I suppose the meaning must be something like 'easy' or 'okay' or 'I see' or but there are tons of possibilities.

The sound of it is pretty much like the German word "lecker".

  • 1
    Maybe you could find a and post a link to eg a youtube clip where you can hear this phrase ?
    – Greg
    Apr 8, 2019 at 7:29
  • 4
    I think you might have heard "D'accord", I don't see anything closer. Apr 8, 2019 at 7:37
  • @TeleportingGoat Ah yes, maybe "L'accord", that could be it! Thanks
    – JMT
    Apr 8, 2019 at 11:38
  • 4
    L'accord doesn't make sense, d'accord does a lot.
    – jlliagre
    Apr 8, 2019 at 11:44
  • 1
    @Survenant9r7 - /ˈlɛkɐ/. I heard that among people from south of France who have lived internationally for a long time.
    – JMT
    Apr 9, 2019 at 0:39

1 Answer 1


There is only one expression that can be used as a filler in French and which phonetics is close enough to the German Lecker.

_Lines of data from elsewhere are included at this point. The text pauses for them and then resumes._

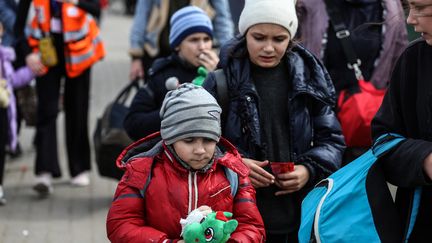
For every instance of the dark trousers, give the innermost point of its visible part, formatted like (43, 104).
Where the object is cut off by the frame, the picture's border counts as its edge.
(282, 238)
(76, 106)
(3, 140)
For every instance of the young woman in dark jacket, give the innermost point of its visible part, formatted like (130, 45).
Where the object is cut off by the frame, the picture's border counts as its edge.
(191, 41)
(280, 109)
(407, 110)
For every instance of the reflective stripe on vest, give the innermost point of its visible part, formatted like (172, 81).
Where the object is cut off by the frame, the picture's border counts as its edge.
(83, 45)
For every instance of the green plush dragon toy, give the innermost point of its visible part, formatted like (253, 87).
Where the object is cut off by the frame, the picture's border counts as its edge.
(214, 228)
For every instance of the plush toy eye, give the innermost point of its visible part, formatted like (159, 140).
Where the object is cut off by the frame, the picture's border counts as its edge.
(209, 234)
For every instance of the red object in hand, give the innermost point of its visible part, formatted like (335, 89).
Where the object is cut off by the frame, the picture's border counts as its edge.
(282, 167)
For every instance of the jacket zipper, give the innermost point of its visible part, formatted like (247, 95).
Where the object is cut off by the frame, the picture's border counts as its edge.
(193, 191)
(318, 211)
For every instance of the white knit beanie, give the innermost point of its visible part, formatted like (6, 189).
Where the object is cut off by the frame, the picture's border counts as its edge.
(281, 12)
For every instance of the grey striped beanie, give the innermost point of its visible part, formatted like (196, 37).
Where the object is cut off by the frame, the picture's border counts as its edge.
(189, 111)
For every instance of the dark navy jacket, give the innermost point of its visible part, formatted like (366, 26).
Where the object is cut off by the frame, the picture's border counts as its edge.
(143, 117)
(316, 139)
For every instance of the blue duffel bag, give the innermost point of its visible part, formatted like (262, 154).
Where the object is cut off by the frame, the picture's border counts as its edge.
(354, 204)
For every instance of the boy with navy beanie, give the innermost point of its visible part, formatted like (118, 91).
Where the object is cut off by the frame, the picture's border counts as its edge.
(191, 41)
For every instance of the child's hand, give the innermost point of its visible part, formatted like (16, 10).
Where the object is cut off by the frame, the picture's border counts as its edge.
(195, 216)
(258, 176)
(292, 181)
(208, 59)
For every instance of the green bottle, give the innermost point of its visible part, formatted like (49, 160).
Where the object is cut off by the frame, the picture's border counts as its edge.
(202, 75)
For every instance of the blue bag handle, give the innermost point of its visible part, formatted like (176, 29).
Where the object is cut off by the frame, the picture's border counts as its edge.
(385, 142)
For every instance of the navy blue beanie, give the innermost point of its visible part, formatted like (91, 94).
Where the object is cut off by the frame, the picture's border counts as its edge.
(187, 21)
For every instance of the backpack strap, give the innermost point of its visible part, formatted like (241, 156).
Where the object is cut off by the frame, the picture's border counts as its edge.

It is the expression d'accord, suggested by Teleporting Goat in his comment. D'accord meaning is close to Okay. It is commonly used either to tell you understand what was just said, or to ask if what you said is understood.

Here are some examples:

Emmanuel Macron: https://www.youtube.com/watch?v=OB4gkK4H3yE

Danyel Gérard: https://www.youtube.com/watch?v=2EF6huS24u8

Omar Sy: https://www.youtube.com/watch?v=BTWcQbUAZDQ

The other suggestion l'équerre is phonetically closer, but cannot be used as a filler where it would make absolutely no sense.